結局、特定空家等に指定されると、毎年の固定資産税は跳ね上がるわけだ。「しかし、土地に家でも立ってさえいれば固定資産税の優遇措置が得られると思っている人はいまだに多い」(辻村氏)との指摘もあり、決して他人事とは考えずに注意が必要だ。

さらに空き家を放置し続けて、倒壊など危険な状態の場合、市町村が「取り壊して更地にせよ」と所有者に対し命令できる。それを拒否すれば50万円以下の過料が課せられる。最終的に自治体は空き家の撤去を強制的に代執行でき、その費用は持ち主に請求することになる。小規模住宅でも300万円に迫ることもあり、痛い出費になる。

特定空家等を回避する裏技とは

相続した実家を空き家にした人すべてが、そんな落とし穴にはまるのかというと、決してそうではない。すべての空き家が特定空家等に指定されるわけではないからだ。適正に管理されていれば、何の問題もないのである。

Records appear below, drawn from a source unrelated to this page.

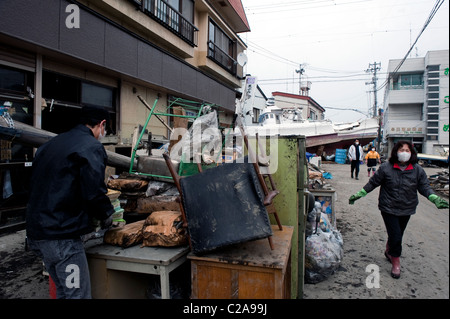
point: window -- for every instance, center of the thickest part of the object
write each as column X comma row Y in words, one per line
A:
column 433, row 67
column 12, row 80
column 66, row 95
column 433, row 102
column 433, row 82
column 97, row 95
column 221, row 48
column 175, row 15
column 408, row 81
column 411, row 79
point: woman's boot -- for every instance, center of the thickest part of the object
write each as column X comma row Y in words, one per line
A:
column 395, row 272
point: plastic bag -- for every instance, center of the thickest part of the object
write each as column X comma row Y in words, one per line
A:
column 323, row 254
column 203, row 138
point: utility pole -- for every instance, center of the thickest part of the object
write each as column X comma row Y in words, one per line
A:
column 373, row 68
column 300, row 72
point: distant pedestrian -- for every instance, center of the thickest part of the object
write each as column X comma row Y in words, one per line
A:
column 399, row 179
column 356, row 156
column 371, row 160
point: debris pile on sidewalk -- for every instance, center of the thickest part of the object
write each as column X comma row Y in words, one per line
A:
column 317, row 177
column 323, row 248
column 440, row 182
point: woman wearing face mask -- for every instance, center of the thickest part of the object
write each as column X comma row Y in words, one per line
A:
column 400, row 179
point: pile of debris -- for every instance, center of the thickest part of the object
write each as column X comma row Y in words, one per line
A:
column 439, row 182
column 318, row 177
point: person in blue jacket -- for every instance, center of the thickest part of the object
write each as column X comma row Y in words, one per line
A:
column 67, row 192
column 399, row 179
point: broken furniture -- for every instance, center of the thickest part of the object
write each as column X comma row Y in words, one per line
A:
column 118, row 273
column 245, row 271
column 221, row 206
column 181, row 111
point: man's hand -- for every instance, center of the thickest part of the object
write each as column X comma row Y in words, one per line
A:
column 106, row 223
column 439, row 202
column 357, row 196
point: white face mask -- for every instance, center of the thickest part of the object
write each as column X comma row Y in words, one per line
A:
column 403, row 156
column 102, row 133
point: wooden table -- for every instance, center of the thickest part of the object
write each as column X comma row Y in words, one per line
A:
column 104, row 259
column 249, row 270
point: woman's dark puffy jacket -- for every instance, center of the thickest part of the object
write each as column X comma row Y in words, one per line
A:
column 398, row 189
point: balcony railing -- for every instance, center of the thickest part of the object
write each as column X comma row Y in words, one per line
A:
column 221, row 57
column 170, row 18
column 398, row 86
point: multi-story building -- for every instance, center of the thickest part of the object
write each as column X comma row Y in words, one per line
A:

「月に1度は実家に帰り、掃除をしたり庭木の整備をしていれば特定空家等に指定されることはないでしょうし、本人ではなくアウトソーシングしても何の問題もありません」と辻村氏は言う。地元のシルバー事業団や空き家対策のNPO法人、そして最近では空き家の見回りや管理を代行してくれる業者も増え、よほどの過疎地でない限り対応してくれるので、実家が空き家になっている人は、それらの活用を考えてみたらどうだろう。

一方、空き家を有効に活用するために「空き家バンク」を充実させている自治体も増えてきた。これは、空き家を貸したい、売りたいという人と、借りたい、買いたいという人を結ぶ自治体のサービスで、全国の約1700自治体のうち3分の1にあるとみられ、自治体のホームページで物件を公開している。また、国交省の後押しで、大手不動産情報サービス企業が全国版を展開している。

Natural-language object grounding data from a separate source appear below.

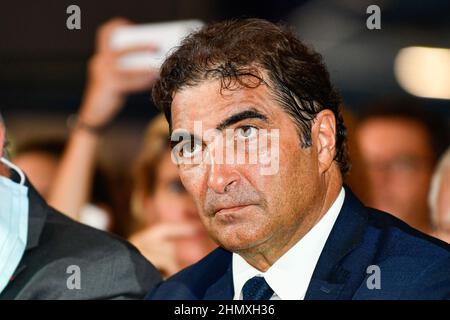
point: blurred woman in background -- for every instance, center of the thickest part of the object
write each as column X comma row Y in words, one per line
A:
column 170, row 233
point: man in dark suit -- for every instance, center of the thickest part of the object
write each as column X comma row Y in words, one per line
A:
column 46, row 255
column 288, row 227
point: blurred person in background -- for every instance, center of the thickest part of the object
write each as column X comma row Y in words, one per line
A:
column 43, row 253
column 439, row 198
column 171, row 234
column 400, row 144
column 168, row 230
column 39, row 159
column 107, row 89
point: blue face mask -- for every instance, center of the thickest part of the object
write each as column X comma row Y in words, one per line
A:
column 13, row 223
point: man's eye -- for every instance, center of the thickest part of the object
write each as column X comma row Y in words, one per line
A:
column 189, row 149
column 246, row 132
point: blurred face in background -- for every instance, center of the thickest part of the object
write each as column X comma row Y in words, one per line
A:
column 40, row 168
column 399, row 158
column 170, row 203
column 443, row 205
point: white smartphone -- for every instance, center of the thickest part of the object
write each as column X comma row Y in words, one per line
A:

この先、少子高齢化が進めば、住宅として売ったり貸したりすることは、さらに難しくなるだろう。そんななか、空き家の活用法として、店舗、ゲストハウスなどに転用する動きが注目されている。自治体が空き家を借り上げて、低額で貸し出し、支援している事例もある。やはり相続した後の実家の扱いについても、自分だけで解決しようと思わないことが大切なようだ。